3. Action poll on RDM Tools (IG Long Tail of Research Data) - Kathleen Shearer
This is a really good transformation,  purpose to identify important functionality, and then build in these functionalities, and they do not have to run after researchers to deposit in repositories. It was a bit ad hoc poll, a lot of people within the room helped to create this poll, 8 quick short questions through Surveymonkey. The aim was to define some common functionalities. They haven't done lot of analysis, the results are preliminary, and over half respondents were researchers, majority of them from life sciences and social sciences.
Q1 in the poll - to identify 3 tools. There were 60 different tools identified, it was noticed that there was a huge variety of tools, e.g. R, Excel, LabTablet, SAS, SPSS. The tools researchers identified would probably be different than the ones the librarians identified.
Q2 - what features are the most important.
Some of the answers were: ease of use, flexibility, capability, capacity to analyze large data sets, enables sharing, open source, interoperable, commonly used,... long tail of features.
Q4 - do they use registry to find tools? Majority answered no.
Next step would be to do further analysis, on research domains and jobs categories, mapping tools to stages of the life cycle, publish results on website, ignite discussion about how we can better support researcher’s workflows, and re-evaluate priorities.
Q: users use registries but are not aware of it. There were probably not many physical scientists in the survey.
A: Yes, the sample was not so huge, it is a small piece of much bigger puzzle, 100 responses is not much, bigger samples needed.
Q: is there a lesson learned from this action?
A: It was distributed through RDA, it is hard to know. There could be more responders.
Q: There is a relevance to Education group, since the point of the slide is how to better support users. The Education group is doing survey on training, maybe the efforts could be joined.
A: Thank you for this idea.
Q: People often use tools that are popular in their disciplines, but do not offer right features.
Q: This was an effort to identify commonalities (rather a pilot than a comprehensive action), which could be helpful in the next phase. 
A: These are very helpful comments, yes, these were not final results, it is clear that the analysis has to be extended in some sense but there are already some conclusions to be made.
Q: Focus is on interoperability, in the area how repositories could be better, are there any other ideas?
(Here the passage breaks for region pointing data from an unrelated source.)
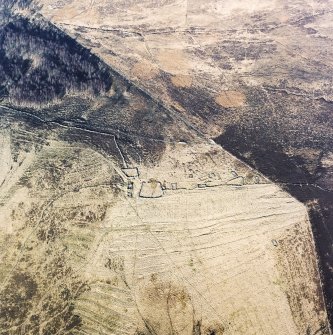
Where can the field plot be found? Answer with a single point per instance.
(226, 259)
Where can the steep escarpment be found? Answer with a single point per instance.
(40, 64)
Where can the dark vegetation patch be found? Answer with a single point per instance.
(285, 137)
(39, 63)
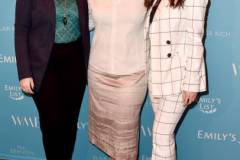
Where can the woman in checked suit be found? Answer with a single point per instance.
(175, 30)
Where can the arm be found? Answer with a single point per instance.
(194, 45)
(91, 22)
(22, 28)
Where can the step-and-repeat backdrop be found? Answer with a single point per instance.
(209, 131)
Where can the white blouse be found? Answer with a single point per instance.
(118, 40)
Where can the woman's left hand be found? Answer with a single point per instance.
(189, 97)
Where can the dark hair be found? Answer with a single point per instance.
(178, 3)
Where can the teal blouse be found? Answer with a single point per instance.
(71, 30)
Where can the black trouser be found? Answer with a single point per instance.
(59, 99)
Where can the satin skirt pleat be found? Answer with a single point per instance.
(114, 107)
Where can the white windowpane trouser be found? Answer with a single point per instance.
(167, 113)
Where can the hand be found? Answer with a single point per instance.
(189, 97)
(27, 85)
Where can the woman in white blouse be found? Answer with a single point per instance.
(177, 68)
(116, 76)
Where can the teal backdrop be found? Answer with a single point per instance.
(209, 131)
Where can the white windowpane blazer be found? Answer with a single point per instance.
(175, 48)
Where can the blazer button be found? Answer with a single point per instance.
(168, 42)
(169, 55)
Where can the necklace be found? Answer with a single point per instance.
(65, 19)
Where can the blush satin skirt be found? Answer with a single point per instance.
(114, 107)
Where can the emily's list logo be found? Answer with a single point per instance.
(218, 136)
(209, 105)
(14, 92)
(236, 69)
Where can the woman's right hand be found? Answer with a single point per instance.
(27, 85)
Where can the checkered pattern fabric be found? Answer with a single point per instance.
(175, 49)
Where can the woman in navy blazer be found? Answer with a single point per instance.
(52, 50)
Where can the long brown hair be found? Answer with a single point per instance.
(173, 3)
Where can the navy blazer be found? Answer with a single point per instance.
(35, 34)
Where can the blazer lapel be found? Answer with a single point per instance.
(50, 6)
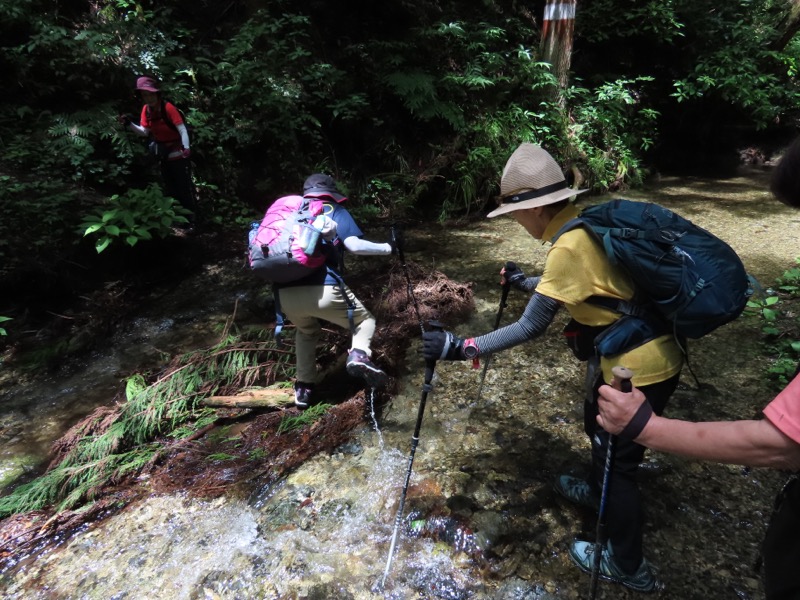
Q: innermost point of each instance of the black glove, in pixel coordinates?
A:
(443, 345)
(512, 273)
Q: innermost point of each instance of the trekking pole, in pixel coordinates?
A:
(430, 365)
(398, 243)
(622, 382)
(510, 266)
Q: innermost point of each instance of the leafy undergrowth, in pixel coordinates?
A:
(161, 439)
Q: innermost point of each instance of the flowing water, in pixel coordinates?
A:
(480, 520)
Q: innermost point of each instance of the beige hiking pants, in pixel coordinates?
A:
(304, 305)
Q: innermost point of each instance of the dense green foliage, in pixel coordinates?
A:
(414, 106)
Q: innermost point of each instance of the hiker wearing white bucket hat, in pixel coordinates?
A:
(534, 190)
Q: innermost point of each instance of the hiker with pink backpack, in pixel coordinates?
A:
(299, 247)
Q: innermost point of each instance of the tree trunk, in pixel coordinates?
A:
(788, 27)
(558, 27)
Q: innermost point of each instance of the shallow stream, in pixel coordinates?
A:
(481, 520)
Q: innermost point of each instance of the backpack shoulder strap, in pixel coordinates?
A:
(165, 115)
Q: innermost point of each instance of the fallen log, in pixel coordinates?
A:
(252, 399)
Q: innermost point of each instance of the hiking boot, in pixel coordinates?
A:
(359, 365)
(302, 394)
(578, 491)
(644, 580)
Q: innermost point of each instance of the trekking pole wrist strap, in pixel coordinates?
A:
(470, 351)
(637, 424)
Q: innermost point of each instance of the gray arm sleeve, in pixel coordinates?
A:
(358, 246)
(534, 321)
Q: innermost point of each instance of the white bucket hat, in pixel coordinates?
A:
(531, 178)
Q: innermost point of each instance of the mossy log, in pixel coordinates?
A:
(252, 399)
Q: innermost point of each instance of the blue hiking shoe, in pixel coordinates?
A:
(359, 365)
(643, 580)
(302, 394)
(578, 491)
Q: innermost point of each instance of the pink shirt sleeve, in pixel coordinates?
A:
(784, 410)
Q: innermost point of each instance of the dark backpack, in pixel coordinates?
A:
(167, 120)
(688, 281)
(278, 245)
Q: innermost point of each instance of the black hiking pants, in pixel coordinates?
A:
(624, 514)
(177, 176)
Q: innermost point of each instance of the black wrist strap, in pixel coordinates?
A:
(639, 420)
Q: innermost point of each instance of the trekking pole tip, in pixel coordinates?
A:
(622, 378)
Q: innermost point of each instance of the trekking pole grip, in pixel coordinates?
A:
(622, 379)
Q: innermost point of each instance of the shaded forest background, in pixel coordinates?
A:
(412, 105)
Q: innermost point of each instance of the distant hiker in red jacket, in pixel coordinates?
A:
(163, 123)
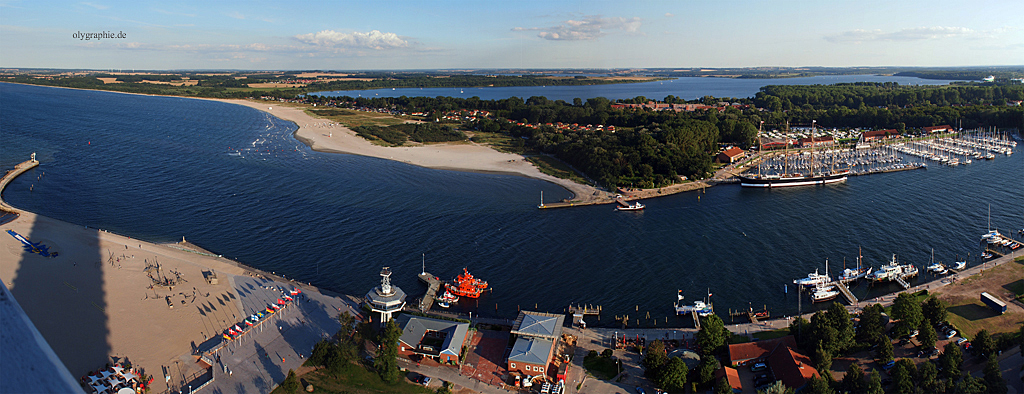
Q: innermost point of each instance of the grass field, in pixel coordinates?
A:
(354, 380)
(556, 168)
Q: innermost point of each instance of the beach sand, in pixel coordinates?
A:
(322, 135)
(94, 305)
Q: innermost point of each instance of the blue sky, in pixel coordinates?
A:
(404, 35)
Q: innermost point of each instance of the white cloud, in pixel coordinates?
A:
(590, 28)
(372, 40)
(912, 34)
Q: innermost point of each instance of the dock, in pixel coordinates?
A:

Do we want to categorize data as a long tail, it marginalizes them, is there a better term?
Cristina: there is no alternative at the moment, let’s just talk about data.
Discussions about long-tail attracts a lot of people, in Riga was an interesting discussion, there is perception that long tail data is „other“ kind of data, although lot of real innovation work was build on long-tail data.
Q: Long tail data are also heterogeneous.
Q: There is a perception that money is needed to get big data, and meetings are needed to get long-tail, small data.
Q: Long tail data is a complex and diverse area.
Q: Not just diversity, also serving communities, service provisioning of data.
There is a large support from policy, maybe something else has to be done now.